The set of properties (PROPERTIES_SET) narrows the field to those entities where the properties specified in the set have changed. If no property was indicated, any changes are considered.

For more information about the configuration file (CONFIG_PATH), see [Configuration file](#configuration-file). 

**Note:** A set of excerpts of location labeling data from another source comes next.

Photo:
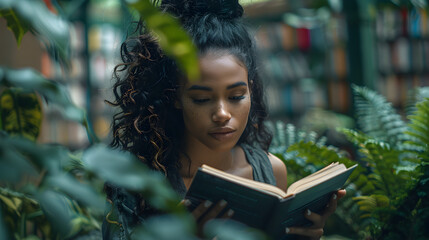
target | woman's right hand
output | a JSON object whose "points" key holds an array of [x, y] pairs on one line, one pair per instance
{"points": [[207, 211]]}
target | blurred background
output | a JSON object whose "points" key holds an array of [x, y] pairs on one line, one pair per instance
{"points": [[311, 52], [312, 55]]}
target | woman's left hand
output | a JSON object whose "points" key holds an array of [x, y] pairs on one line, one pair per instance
{"points": [[316, 230]]}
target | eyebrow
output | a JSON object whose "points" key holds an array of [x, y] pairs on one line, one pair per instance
{"points": [[204, 88]]}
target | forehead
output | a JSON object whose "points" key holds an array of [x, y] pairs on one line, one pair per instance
{"points": [[218, 69]]}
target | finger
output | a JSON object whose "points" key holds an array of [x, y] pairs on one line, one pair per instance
{"points": [[309, 232], [332, 205], [318, 220], [214, 212], [201, 209]]}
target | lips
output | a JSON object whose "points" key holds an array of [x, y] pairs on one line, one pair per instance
{"points": [[223, 133]]}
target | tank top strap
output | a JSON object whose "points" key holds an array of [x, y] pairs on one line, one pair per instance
{"points": [[261, 165]]}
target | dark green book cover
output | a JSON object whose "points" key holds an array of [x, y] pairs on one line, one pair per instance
{"points": [[260, 209]]}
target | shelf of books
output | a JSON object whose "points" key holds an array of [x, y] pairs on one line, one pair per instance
{"points": [[402, 42], [303, 60], [95, 37]]}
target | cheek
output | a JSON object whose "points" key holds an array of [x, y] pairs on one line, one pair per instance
{"points": [[243, 113], [191, 114]]}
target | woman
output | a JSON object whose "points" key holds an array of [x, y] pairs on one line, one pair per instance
{"points": [[174, 125]]}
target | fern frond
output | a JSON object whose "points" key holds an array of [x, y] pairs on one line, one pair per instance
{"points": [[419, 130], [377, 118], [414, 97], [370, 205]]}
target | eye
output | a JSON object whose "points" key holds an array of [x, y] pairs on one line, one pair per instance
{"points": [[200, 100]]}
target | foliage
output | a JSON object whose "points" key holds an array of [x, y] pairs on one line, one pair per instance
{"points": [[49, 192], [391, 188], [388, 192]]}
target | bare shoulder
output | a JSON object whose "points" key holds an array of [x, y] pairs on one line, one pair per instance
{"points": [[280, 171]]}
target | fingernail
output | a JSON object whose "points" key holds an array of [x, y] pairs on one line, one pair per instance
{"points": [[207, 203]]}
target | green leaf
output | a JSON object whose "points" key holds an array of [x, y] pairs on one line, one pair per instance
{"points": [[57, 210], [172, 38], [20, 113], [79, 191], [30, 80], [14, 24], [123, 169], [14, 164]]}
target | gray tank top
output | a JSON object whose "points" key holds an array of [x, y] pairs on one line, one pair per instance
{"points": [[257, 158]]}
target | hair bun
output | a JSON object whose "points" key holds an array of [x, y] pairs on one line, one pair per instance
{"points": [[228, 9], [222, 8]]}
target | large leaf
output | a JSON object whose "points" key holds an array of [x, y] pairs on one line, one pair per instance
{"points": [[53, 92], [172, 38], [14, 24], [123, 169], [34, 15], [14, 165], [20, 113]]}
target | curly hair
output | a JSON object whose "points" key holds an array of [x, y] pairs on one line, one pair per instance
{"points": [[148, 124]]}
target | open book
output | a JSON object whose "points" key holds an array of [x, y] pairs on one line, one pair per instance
{"points": [[265, 206]]}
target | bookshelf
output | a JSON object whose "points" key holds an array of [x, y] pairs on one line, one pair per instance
{"points": [[402, 43], [303, 56], [96, 32]]}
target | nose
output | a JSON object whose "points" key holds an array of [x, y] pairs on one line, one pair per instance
{"points": [[221, 113]]}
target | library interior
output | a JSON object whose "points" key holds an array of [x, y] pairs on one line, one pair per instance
{"points": [[344, 80]]}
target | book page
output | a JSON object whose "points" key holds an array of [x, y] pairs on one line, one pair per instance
{"points": [[265, 187], [317, 178]]}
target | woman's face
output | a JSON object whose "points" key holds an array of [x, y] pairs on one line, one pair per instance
{"points": [[216, 107]]}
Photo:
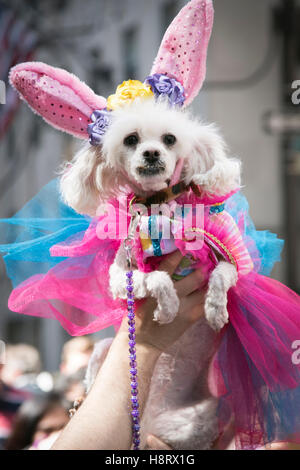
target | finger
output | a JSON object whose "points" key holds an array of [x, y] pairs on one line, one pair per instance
{"points": [[170, 263], [189, 284], [153, 443], [192, 307]]}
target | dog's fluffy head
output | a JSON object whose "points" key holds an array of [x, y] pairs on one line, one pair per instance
{"points": [[141, 149]]}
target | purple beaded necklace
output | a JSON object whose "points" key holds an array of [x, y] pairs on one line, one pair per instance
{"points": [[135, 415]]}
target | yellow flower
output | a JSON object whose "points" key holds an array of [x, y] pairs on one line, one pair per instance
{"points": [[127, 92]]}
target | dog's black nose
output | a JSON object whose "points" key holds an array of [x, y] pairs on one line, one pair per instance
{"points": [[151, 156]]}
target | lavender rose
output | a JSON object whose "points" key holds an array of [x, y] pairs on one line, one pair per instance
{"points": [[162, 85], [96, 130]]}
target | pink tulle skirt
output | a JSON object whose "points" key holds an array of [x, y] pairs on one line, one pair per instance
{"points": [[255, 371]]}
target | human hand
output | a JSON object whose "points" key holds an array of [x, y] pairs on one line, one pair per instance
{"points": [[191, 308]]}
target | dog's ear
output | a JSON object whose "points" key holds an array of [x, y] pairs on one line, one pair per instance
{"points": [[208, 165], [57, 95], [183, 51]]}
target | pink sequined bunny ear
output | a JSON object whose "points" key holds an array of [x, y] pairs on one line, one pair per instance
{"points": [[58, 96], [183, 51]]}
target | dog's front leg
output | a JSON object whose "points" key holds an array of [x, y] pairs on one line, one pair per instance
{"points": [[223, 277], [160, 286], [117, 278]]}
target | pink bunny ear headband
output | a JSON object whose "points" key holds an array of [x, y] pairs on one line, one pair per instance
{"points": [[177, 74]]}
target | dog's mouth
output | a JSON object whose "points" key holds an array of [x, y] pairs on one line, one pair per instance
{"points": [[152, 170]]}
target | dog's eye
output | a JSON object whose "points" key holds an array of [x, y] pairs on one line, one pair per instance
{"points": [[131, 140], [169, 139]]}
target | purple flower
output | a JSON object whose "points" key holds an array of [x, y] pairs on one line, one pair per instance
{"points": [[97, 128], [162, 85]]}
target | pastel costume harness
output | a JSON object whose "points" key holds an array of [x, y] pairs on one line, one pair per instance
{"points": [[59, 265]]}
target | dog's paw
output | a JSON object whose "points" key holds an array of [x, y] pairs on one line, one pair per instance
{"points": [[160, 286], [216, 312]]}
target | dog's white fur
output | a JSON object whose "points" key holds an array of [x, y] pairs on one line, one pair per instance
{"points": [[98, 173]]}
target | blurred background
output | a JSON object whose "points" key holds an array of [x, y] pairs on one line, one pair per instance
{"points": [[253, 63]]}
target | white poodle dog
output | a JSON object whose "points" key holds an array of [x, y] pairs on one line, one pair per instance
{"points": [[140, 150]]}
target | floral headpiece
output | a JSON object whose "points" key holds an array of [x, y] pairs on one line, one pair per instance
{"points": [[177, 75], [156, 85]]}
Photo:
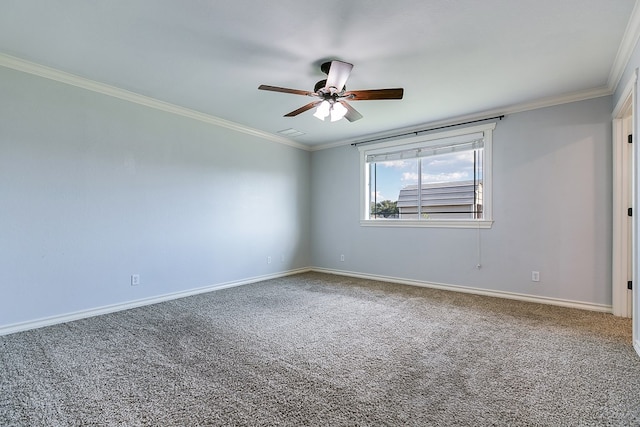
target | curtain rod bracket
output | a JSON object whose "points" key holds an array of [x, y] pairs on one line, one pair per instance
{"points": [[355, 144]]}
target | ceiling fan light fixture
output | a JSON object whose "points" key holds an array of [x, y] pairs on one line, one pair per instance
{"points": [[338, 111], [323, 110]]}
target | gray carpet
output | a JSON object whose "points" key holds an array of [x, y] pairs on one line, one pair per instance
{"points": [[323, 350]]}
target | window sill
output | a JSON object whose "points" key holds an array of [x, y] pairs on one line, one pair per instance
{"points": [[427, 223]]}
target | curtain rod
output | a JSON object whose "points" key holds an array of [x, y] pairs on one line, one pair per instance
{"points": [[355, 144]]}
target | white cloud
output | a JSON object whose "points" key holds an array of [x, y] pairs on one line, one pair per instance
{"points": [[397, 164]]}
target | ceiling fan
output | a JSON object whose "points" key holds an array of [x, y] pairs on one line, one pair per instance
{"points": [[332, 94]]}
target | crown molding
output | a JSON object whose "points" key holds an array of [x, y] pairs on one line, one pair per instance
{"points": [[43, 71], [625, 50], [516, 108]]}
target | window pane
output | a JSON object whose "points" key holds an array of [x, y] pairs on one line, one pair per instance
{"points": [[386, 180], [452, 186]]}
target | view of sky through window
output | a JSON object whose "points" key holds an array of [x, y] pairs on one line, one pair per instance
{"points": [[392, 176]]}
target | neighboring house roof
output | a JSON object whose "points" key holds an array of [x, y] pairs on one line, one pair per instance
{"points": [[440, 194]]}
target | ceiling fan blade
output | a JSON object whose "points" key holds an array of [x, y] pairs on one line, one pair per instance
{"points": [[286, 90], [338, 74], [302, 109], [352, 115], [372, 94]]}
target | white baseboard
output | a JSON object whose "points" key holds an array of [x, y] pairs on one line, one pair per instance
{"points": [[476, 291], [83, 314]]}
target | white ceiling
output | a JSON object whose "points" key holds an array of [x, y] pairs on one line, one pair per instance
{"points": [[454, 58]]}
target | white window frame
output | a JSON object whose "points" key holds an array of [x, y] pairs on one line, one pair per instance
{"points": [[424, 141]]}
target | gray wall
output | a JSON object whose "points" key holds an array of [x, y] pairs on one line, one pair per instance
{"points": [[94, 189], [552, 211]]}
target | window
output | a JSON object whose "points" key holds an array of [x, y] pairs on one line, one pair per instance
{"points": [[434, 180]]}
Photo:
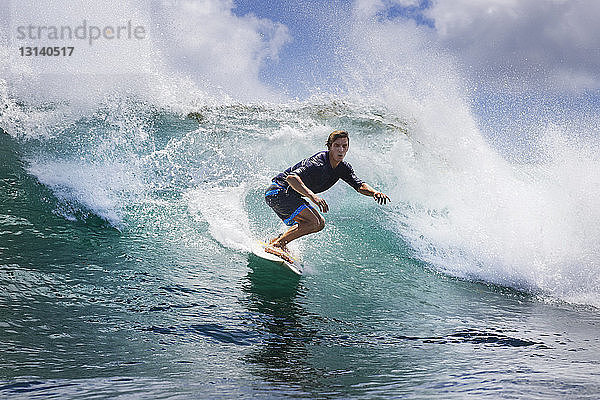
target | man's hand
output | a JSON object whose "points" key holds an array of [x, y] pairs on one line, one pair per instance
{"points": [[380, 198], [320, 202]]}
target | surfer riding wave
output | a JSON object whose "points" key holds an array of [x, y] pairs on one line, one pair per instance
{"points": [[308, 177]]}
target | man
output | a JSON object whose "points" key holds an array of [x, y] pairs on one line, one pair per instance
{"points": [[307, 178]]}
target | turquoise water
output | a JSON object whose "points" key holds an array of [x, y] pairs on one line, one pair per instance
{"points": [[125, 269]]}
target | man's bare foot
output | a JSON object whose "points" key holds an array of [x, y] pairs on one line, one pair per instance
{"points": [[273, 243], [279, 252]]}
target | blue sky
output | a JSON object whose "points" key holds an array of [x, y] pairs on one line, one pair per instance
{"points": [[540, 45]]}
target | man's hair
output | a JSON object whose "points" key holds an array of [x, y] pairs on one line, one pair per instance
{"points": [[333, 136]]}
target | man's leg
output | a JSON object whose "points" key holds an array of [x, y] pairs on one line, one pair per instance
{"points": [[308, 221]]}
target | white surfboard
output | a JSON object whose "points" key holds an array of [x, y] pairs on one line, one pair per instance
{"points": [[259, 250]]}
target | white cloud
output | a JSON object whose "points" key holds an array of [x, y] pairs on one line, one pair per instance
{"points": [[523, 44], [206, 40], [512, 45]]}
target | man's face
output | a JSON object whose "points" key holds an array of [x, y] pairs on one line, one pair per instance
{"points": [[338, 149]]}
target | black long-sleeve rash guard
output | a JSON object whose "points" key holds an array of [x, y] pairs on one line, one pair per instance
{"points": [[317, 174]]}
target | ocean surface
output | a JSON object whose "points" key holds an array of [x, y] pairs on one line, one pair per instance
{"points": [[125, 269]]}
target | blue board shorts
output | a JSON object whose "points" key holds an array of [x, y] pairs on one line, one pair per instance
{"points": [[286, 203]]}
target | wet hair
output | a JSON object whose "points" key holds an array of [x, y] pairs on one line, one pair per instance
{"points": [[333, 136]]}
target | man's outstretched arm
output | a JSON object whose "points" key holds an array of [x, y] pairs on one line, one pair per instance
{"points": [[367, 190]]}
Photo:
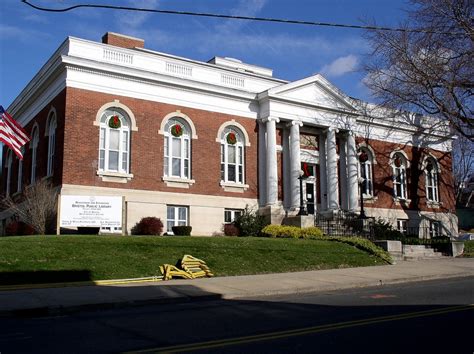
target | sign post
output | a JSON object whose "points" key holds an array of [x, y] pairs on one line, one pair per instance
{"points": [[90, 211]]}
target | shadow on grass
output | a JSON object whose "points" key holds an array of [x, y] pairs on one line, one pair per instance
{"points": [[44, 276]]}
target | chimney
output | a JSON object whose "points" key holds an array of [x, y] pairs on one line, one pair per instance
{"points": [[121, 40]]}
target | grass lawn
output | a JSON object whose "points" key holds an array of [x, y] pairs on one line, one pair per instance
{"points": [[468, 249], [41, 259]]}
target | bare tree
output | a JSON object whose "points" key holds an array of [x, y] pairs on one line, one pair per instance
{"points": [[37, 207], [428, 68], [463, 165]]}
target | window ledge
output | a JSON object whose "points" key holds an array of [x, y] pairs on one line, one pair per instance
{"points": [[234, 187], [177, 182], [433, 204], [401, 201], [370, 198], [116, 177]]}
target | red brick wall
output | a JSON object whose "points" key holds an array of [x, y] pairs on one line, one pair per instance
{"points": [[383, 185], [82, 142]]}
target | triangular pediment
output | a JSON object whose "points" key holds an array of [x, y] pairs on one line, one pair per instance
{"points": [[314, 90]]}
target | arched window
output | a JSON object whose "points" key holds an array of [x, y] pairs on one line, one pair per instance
{"points": [[177, 150], [34, 149], [431, 173], [51, 132], [9, 172], [114, 141], [232, 155], [399, 165], [366, 161]]}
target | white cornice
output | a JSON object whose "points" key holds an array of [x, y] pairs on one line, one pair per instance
{"points": [[143, 76]]}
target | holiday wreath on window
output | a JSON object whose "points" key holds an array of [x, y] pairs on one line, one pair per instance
{"points": [[231, 138], [114, 122], [177, 130]]}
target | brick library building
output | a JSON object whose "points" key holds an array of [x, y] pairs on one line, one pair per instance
{"points": [[195, 143]]}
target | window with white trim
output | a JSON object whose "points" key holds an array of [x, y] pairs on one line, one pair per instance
{"points": [[399, 176], [366, 172], [114, 141], [177, 159], [176, 216], [431, 173], [231, 214], [51, 143], [435, 229], [232, 155], [8, 165], [34, 152], [402, 226]]}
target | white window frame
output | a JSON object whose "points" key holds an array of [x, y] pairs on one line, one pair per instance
{"points": [[123, 150], [435, 229], [231, 214], [185, 150], [34, 154], [402, 226], [176, 220], [9, 164], [400, 177], [366, 172], [239, 164], [431, 181], [52, 124]]}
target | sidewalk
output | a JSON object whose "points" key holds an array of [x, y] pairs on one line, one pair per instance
{"points": [[31, 302]]}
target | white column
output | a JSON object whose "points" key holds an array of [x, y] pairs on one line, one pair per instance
{"points": [[352, 177], [331, 165], [344, 197], [262, 164], [323, 178], [287, 197], [295, 165], [272, 167]]}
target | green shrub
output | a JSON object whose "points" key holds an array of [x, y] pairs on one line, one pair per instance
{"points": [[249, 223], [312, 232], [182, 230], [383, 230]]}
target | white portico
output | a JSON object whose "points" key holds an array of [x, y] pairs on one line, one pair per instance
{"points": [[307, 107]]}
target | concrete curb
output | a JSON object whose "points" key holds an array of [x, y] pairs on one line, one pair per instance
{"points": [[141, 292], [66, 310], [371, 284]]}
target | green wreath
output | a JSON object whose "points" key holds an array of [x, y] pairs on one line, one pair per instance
{"points": [[114, 122], [177, 130], [231, 138]]}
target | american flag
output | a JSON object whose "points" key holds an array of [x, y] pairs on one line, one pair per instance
{"points": [[11, 133]]}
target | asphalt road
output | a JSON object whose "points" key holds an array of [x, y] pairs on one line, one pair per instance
{"points": [[425, 317]]}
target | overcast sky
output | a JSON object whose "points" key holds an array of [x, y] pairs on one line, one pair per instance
{"points": [[29, 37]]}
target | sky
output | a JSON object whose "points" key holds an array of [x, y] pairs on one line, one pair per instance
{"points": [[28, 37]]}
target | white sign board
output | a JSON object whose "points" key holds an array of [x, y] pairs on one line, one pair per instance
{"points": [[90, 211]]}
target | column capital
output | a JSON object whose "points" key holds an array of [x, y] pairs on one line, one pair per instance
{"points": [[270, 119], [294, 122]]}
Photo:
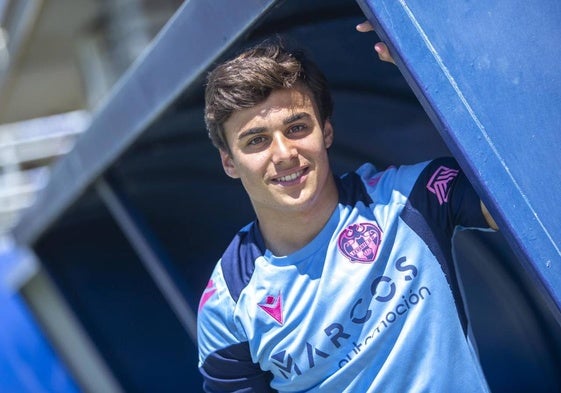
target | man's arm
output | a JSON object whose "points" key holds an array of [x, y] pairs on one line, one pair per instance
{"points": [[384, 55]]}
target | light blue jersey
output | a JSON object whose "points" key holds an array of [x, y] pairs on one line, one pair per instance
{"points": [[372, 304]]}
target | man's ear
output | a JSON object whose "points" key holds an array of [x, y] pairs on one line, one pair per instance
{"points": [[328, 135], [228, 164]]}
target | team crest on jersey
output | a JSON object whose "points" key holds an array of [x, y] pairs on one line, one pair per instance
{"points": [[360, 242], [439, 183], [273, 307]]}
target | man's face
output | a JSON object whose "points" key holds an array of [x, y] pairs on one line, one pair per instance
{"points": [[278, 149]]}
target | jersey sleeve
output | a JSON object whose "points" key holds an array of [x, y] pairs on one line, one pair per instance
{"points": [[445, 197], [224, 356]]}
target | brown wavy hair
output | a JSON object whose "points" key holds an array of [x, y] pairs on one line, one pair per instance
{"points": [[249, 78]]}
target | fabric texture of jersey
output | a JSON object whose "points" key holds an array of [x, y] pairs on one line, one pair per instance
{"points": [[371, 304]]}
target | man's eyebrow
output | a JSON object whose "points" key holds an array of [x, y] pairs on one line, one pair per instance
{"points": [[296, 117], [251, 131], [259, 130]]}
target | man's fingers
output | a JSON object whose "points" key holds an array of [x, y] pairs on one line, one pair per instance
{"points": [[383, 52], [364, 27]]}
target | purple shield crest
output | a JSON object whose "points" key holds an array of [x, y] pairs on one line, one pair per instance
{"points": [[360, 242]]}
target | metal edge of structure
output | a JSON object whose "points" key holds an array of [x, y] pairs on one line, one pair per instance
{"points": [[198, 33], [476, 153]]}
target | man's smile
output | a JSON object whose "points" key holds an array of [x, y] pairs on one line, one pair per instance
{"points": [[290, 178]]}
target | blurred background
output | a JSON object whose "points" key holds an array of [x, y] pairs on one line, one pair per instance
{"points": [[114, 208]]}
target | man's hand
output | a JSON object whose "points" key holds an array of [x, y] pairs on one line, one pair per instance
{"points": [[380, 47]]}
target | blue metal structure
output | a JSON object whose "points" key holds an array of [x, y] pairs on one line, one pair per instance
{"points": [[137, 214], [491, 82], [28, 363]]}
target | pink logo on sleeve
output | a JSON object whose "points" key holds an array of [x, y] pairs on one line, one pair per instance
{"points": [[439, 183], [273, 306]]}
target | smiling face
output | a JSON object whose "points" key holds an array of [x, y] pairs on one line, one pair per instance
{"points": [[278, 149]]}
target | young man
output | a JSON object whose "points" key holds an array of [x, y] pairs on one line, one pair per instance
{"points": [[340, 284]]}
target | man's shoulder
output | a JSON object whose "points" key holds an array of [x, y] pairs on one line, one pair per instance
{"points": [[238, 261]]}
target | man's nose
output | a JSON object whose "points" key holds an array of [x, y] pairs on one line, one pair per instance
{"points": [[283, 149]]}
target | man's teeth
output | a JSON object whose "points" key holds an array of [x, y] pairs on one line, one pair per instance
{"points": [[290, 177]]}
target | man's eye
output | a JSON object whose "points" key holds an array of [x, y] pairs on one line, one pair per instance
{"points": [[297, 128], [257, 140]]}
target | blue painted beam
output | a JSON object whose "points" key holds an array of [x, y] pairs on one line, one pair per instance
{"points": [[177, 58], [488, 75]]}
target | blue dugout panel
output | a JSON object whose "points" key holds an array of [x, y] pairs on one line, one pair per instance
{"points": [[135, 217], [488, 74]]}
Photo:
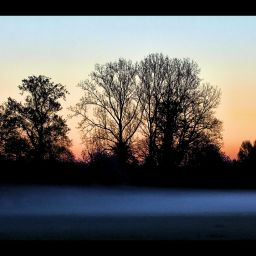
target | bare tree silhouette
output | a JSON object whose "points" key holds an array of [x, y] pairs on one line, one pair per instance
{"points": [[110, 107], [36, 123]]}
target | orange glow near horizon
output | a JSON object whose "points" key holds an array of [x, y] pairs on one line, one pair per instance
{"points": [[67, 48]]}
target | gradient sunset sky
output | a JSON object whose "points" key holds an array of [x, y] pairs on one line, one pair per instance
{"points": [[66, 48]]}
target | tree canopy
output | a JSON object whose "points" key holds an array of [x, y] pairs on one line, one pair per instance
{"points": [[35, 123]]}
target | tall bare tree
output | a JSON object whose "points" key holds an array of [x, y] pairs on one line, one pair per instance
{"points": [[179, 111], [36, 120], [110, 106]]}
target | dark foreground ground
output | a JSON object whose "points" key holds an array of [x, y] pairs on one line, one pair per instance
{"points": [[56, 213]]}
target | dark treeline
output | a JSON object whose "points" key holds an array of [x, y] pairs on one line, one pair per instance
{"points": [[146, 123]]}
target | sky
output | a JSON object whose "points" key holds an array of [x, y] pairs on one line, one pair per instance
{"points": [[66, 49]]}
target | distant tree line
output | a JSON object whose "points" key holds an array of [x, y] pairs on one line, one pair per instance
{"points": [[152, 118]]}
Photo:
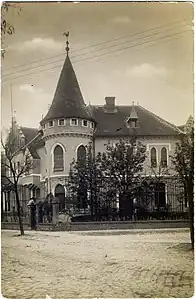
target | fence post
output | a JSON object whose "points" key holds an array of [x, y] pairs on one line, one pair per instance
{"points": [[55, 207]]}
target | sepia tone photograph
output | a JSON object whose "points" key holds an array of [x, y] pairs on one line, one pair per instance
{"points": [[97, 150]]}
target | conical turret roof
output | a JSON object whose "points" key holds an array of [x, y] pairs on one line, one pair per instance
{"points": [[68, 101]]}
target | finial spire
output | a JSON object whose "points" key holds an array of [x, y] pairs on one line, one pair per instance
{"points": [[67, 41]]}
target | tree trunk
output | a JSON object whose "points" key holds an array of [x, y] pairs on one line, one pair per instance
{"points": [[19, 211], [191, 211]]}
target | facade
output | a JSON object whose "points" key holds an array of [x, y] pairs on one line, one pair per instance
{"points": [[70, 125]]}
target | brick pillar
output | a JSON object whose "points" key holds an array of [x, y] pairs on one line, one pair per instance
{"points": [[55, 207]]}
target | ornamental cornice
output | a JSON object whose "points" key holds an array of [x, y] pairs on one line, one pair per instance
{"points": [[143, 137], [69, 134]]}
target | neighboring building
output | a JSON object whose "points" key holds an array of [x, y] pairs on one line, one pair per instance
{"points": [[70, 125]]}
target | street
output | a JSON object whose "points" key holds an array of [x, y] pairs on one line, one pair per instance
{"points": [[105, 264]]}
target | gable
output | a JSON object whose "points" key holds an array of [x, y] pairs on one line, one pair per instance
{"points": [[113, 124]]}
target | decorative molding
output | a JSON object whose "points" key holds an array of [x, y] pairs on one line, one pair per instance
{"points": [[158, 144], [69, 134]]}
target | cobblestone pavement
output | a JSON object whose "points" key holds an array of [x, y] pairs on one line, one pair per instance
{"points": [[142, 264]]}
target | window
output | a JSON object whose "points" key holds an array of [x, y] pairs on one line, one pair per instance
{"points": [[58, 158], [74, 122], [133, 123], [61, 122], [85, 123], [164, 157], [92, 125], [18, 166], [81, 154], [153, 157], [51, 123]]}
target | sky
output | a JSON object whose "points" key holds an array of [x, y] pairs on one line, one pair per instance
{"points": [[139, 52]]}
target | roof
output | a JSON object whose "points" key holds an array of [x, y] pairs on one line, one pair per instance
{"points": [[29, 133], [33, 140], [113, 124], [68, 100], [182, 127]]}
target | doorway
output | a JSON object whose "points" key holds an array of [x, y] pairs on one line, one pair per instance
{"points": [[60, 194]]}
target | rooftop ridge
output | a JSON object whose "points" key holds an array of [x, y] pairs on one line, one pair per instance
{"points": [[163, 121]]}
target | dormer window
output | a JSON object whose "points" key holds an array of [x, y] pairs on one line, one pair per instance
{"points": [[74, 122], [51, 123], [85, 123], [61, 122], [132, 123]]}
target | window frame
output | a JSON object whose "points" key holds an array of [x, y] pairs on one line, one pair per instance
{"points": [[72, 124], [84, 120], [92, 125], [164, 164], [58, 169], [49, 126], [59, 125], [152, 164]]}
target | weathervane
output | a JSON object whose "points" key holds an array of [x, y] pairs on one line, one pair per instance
{"points": [[67, 42]]}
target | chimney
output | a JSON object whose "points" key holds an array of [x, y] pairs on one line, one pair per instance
{"points": [[110, 104]]}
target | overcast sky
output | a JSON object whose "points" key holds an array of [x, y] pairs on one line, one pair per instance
{"points": [[141, 52]]}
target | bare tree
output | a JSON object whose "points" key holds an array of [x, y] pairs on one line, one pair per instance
{"points": [[7, 28], [17, 162], [183, 161]]}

**Please note**: only SELECT queries are allowed. 

``` python
  agnostic_entity = DeltaQuery(query=QUERY_STRING, changed_properties=PROPERTIES_SET, config_path=CONFIG_PATH)
  agnostic_entity.run_agnostic_query()
```

The output is a dictionary that reports the modified entities, when they were created, modified, and deleted. Changes are reported as SPARQL UPDATE queries. If the entity was not created or deleted within the indicated range, the "created" or "deleted" value is None. On the other hand, if the entity does not exist within the input interval, the "modified" value is an empty dictionary.

``` python
  {
      RES_URI_1: {
          "created": TIMESTAMP_CREATION,
          "modified": {
              TIMESTAMP_1: UPDATE_QUERY_1,
              TIMESTAMP_2: UPDATE_QUERY_2,
              TIMESTAMP_N: UPDATE_QUERY_N
          },
          "deleted": TIMESTAMP_DELETION
      },
      RES_URI_2: {
          "created": TIMESTAMP_CREATION,
          "modified": {
              TIMESTAMP_1: UPDATE_QUERY_1,
              TIMESTAMP_2: UPDATE_QUERY_2,
              TIMESTAMP_N: UPDATE_QUERY_N
          },
          "deleted": TIMESTAMP_DELETION
      },
      RES_URI_N: {
          "created": TIMESTAMP_CREATION,
          "modified": {
              TIMESTAMP_1: UPDATE_QUERY_1,
              TIMESTAMP_2: UPDATE_QUERY_2,
              TIMESTAMP_N: UPDATE_QUERY_N
          },
          "deleted": TIMESTAMP_DELETION
      },		
  }    
```

### Configuration file

The configuration file is mainly used to indicate to the library where to search for data and provenance. In addition, some optional values can be set to make executions faster and more efficient.

- **dataset** (required)
  - **triplestore_urls**: Specify a list of triplestore URLs containing data.  
  - **file_paths**: Specify a list of paths of files containing data.   
- **provenance** (required)
  - **triplestore_urls**: Specify a list of triplestore URLs containing provenance metadata.    
  - **file_paths** Specify a list of paths of files containing provenance metadata.      
- **blazegraph_full_text_search** (optional): Specify an affirmative Boolean value if Blazegraph was used as a triplestore, and a textual index was built to speed up queries. For more information, see [https://github.com/blazegraph/database/wiki/Rebuild_Text_Index_Procedure](https://github.com/blazegraph/database/wiki/Rebuild_Text_Index_Procedure). The allowed values are "true", "1", 1, "t", "y", "yes", "ok", or "false", "0", 0, "n", "f", "no".
- **cache_triplestore_url** (optional): Specifies the triplestore URL to use as a cache to make queries faster.

``` json
  {
      "dataset": {
          "triplestore_urls": ["TRIPLESTORE_URL_1", "TRIPLESTORE_URL_2", "TRIPLESTORE_URL_N"],
          "file_paths": ["PATH_1", "PATH_2", "PATH_N"]
      },
      "provenance": {
          "triplestore_urls": ["TRIPLESTORE_URL_1", "TRIPLESTORE_URL_2", "TRIPLESTORE_URL_N"],
          "file_paths": ["PATH_1", "PATH_2", "PATH_N"]
      },
      "blazegraph_full_text_search": "yes",
      "cache_triplestore_url": "TRIPLESTORE_URL"
  }
```

## Developer's guide

### How to run the tests

 1. Make sure that Java is installed on your computer.
 2. Simply launch the following command from the root folder:

``` bash
  python tests/run_all_tests.py
```


### How to build the documentation

  1. Move inside the `docs` folder:
``` bash
  cd docs
```
  2. Use the Makefile provided to build the docs:
      + _on Windows_
        ```
          ./make.bat html
        ```
      + _on Linux and MacOs_
        ```
          make html
        ```
  3. Open the `_build/html/index.html` file with a web browser of your choice!